The chief of the United Nations' food programme has warned of a "full-blown famine" in northern Gaza and reiterated calls for a ceasefire in Israel's war against Hamas.
"It’s horror," Cindy McCain, executive director of the World Food Programme (WFP) told NBC's "Meet the Press” in an interview to air on Sunday. "There is famine — full-blown famine — in the north, and it’s moving its way south."
"What we are asking for and what we've continually asked for is a ceasefire and the ability to have unfettered access to get in safe... into Gaza — various ports, various gate crossings," McCain continued.
She said a ceasefire and a greatly increased flow of aid through land and sea routes was essential to confronting the growing humanitarian catastrophe in Gaza, home to 2.3 million people.
The World Food Programme is one of the many humanitarian groups trying to get aid into Gaza.
The World Health Organisation said on Friday that the availability of food in the Gaza Strip has very slightly improved, though the risk of famine continues in the besieged Palestinian territory.
The aid agencies blame the trickle of essential food into the Palestinian enclave on restrictions and inspections imposed by Israel.

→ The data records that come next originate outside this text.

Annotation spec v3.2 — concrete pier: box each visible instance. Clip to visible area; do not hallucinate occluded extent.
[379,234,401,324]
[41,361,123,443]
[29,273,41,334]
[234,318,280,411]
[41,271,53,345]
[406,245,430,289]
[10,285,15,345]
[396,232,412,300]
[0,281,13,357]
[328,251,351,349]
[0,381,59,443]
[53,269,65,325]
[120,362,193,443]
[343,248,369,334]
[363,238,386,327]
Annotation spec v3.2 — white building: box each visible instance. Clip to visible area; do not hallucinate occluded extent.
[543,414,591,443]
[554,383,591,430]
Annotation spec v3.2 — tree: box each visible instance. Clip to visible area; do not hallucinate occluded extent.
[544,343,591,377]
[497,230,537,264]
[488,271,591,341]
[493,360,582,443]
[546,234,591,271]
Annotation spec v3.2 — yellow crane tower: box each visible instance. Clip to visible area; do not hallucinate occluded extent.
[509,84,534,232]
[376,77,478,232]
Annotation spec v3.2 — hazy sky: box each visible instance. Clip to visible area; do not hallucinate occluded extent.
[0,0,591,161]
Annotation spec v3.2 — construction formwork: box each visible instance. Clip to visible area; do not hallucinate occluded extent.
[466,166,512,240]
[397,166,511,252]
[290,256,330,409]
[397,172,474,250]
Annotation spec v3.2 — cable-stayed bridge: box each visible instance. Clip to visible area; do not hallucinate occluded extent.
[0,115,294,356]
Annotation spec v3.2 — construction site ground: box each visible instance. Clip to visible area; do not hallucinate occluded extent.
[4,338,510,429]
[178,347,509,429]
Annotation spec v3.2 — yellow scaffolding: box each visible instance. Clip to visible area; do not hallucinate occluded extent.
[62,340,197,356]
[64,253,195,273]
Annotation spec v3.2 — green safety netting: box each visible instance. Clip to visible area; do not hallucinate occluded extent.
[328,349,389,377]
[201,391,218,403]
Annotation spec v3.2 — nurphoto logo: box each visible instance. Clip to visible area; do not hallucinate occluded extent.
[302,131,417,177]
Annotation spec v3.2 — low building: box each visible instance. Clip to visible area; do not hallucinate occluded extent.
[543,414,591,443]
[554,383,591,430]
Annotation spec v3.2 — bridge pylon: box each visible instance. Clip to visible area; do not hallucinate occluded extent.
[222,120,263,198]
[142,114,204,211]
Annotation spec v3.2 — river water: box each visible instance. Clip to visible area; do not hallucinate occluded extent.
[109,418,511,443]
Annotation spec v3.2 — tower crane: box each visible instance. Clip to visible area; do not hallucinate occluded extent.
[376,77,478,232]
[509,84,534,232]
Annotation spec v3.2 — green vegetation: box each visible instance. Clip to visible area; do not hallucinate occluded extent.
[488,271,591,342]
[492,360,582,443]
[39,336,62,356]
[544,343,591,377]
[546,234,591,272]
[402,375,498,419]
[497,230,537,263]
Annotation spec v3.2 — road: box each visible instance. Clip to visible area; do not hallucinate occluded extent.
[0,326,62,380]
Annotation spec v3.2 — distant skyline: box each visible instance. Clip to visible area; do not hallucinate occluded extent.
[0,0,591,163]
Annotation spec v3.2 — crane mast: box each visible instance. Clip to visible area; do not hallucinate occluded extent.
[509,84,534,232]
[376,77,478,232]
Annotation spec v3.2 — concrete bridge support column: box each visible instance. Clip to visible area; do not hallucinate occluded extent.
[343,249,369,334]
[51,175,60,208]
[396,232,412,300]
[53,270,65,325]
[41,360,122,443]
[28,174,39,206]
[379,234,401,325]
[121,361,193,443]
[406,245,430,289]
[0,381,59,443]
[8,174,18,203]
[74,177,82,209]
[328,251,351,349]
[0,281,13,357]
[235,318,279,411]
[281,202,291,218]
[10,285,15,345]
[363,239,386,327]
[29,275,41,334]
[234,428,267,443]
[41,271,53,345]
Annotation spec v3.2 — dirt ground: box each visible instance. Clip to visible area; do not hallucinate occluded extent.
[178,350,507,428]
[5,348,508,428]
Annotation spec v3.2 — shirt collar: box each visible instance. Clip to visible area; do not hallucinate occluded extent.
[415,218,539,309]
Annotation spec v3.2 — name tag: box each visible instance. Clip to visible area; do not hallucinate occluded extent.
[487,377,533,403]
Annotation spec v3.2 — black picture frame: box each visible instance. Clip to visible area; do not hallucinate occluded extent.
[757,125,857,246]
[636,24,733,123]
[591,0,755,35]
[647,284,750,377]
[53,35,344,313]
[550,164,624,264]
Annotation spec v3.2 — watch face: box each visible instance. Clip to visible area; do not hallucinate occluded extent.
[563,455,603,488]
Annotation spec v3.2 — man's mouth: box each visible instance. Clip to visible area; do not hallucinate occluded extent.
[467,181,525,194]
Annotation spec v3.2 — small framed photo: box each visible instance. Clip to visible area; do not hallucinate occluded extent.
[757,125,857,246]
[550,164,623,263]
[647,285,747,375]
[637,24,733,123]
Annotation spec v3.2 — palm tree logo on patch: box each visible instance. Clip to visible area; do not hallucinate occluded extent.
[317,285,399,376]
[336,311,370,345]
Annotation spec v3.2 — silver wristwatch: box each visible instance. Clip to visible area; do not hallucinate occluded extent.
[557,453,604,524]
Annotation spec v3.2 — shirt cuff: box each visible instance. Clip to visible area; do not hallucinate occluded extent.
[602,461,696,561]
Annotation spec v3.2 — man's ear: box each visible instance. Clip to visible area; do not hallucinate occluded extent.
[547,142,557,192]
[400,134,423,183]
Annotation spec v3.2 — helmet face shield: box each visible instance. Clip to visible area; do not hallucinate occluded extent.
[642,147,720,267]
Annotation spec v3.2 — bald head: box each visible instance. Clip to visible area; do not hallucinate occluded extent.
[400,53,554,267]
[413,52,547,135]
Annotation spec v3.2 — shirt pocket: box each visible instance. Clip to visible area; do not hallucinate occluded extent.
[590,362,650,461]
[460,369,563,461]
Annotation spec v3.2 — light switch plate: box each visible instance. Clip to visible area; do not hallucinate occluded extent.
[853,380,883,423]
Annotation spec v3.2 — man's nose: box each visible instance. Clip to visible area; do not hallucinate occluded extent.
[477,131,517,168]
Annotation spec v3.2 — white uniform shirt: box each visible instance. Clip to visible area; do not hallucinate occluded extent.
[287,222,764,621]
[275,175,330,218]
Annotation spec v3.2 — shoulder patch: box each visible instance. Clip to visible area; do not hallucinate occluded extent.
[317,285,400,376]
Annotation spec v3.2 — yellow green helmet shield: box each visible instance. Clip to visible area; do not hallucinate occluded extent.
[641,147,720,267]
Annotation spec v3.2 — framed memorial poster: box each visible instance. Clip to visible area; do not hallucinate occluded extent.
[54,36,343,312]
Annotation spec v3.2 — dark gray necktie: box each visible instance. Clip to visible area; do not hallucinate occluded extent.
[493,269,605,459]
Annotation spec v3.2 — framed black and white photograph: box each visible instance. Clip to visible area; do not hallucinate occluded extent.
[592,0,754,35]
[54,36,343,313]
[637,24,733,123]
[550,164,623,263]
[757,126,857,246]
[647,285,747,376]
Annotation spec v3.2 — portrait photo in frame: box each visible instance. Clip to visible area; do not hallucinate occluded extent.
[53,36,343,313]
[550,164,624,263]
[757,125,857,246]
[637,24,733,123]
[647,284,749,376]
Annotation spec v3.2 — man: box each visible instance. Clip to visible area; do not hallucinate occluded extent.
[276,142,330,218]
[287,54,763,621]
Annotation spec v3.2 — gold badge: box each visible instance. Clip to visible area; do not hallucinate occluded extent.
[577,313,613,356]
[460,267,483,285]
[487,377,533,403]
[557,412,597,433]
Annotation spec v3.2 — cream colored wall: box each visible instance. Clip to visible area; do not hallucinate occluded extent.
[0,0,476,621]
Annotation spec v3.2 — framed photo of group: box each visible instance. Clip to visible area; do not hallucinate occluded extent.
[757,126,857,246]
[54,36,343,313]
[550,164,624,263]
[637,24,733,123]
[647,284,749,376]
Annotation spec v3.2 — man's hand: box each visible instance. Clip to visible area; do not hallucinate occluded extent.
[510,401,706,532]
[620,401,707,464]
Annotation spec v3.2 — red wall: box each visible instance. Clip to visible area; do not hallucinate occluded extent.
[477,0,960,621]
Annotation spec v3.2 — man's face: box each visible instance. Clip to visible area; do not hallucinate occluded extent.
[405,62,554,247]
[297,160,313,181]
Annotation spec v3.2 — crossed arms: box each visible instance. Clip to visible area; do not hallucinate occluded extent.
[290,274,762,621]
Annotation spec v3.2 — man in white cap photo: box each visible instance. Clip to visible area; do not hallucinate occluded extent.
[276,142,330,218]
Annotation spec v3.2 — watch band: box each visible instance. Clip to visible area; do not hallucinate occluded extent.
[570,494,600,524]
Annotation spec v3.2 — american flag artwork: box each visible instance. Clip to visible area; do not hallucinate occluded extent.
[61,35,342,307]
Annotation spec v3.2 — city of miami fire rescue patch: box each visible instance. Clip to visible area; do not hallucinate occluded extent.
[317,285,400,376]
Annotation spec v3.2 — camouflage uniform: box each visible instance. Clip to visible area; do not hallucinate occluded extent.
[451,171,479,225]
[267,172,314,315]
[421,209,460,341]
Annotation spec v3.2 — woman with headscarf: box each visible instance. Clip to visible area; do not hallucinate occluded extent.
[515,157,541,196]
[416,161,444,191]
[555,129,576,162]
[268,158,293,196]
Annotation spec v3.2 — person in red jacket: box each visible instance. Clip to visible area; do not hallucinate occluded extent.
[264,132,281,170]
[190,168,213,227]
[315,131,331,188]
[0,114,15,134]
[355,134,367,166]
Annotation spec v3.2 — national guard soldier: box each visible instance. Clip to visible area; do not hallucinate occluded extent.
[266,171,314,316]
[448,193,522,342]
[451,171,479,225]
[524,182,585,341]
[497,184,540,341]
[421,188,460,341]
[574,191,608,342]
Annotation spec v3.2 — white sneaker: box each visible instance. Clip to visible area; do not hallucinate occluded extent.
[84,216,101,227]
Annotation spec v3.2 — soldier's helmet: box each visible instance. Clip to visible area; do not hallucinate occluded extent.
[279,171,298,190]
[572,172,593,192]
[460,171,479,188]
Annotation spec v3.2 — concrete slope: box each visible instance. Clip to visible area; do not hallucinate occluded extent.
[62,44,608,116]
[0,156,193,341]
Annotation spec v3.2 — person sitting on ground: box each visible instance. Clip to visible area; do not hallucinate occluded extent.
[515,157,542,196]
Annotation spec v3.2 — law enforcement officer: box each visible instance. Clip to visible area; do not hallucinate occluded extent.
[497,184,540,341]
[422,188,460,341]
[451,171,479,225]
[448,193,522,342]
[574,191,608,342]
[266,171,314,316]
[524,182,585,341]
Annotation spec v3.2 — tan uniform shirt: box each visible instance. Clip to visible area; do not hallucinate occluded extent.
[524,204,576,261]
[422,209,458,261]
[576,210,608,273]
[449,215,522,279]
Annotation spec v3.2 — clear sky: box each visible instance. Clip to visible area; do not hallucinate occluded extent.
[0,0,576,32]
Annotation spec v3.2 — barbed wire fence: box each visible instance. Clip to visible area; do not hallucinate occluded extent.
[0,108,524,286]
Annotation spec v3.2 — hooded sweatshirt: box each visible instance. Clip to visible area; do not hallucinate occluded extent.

In Gaza, the nutritional treatment for starving children is most urgently needed in the northern part of the Palestinian territory. Civilians have been cut off from most aid supplies, bombarded by Israeli airstrikes and driven into hiding by fighting.
Acute malnutrition rates there among children under 5 have surged from 1% before the war to 30% five months later, the USAID official said. The official called it the fastest such climb in hunger in recent history, more than in grave conflicts and food shortages in Somalia or South Sudan.
Saving the gravely malnourished children in particular requires both greatly increased deliveries of aid and sustained calm in fighting, the official said, so that aid workers can set up treatment facilities around the territory and families can safely bring children in for the sustained treatment needed.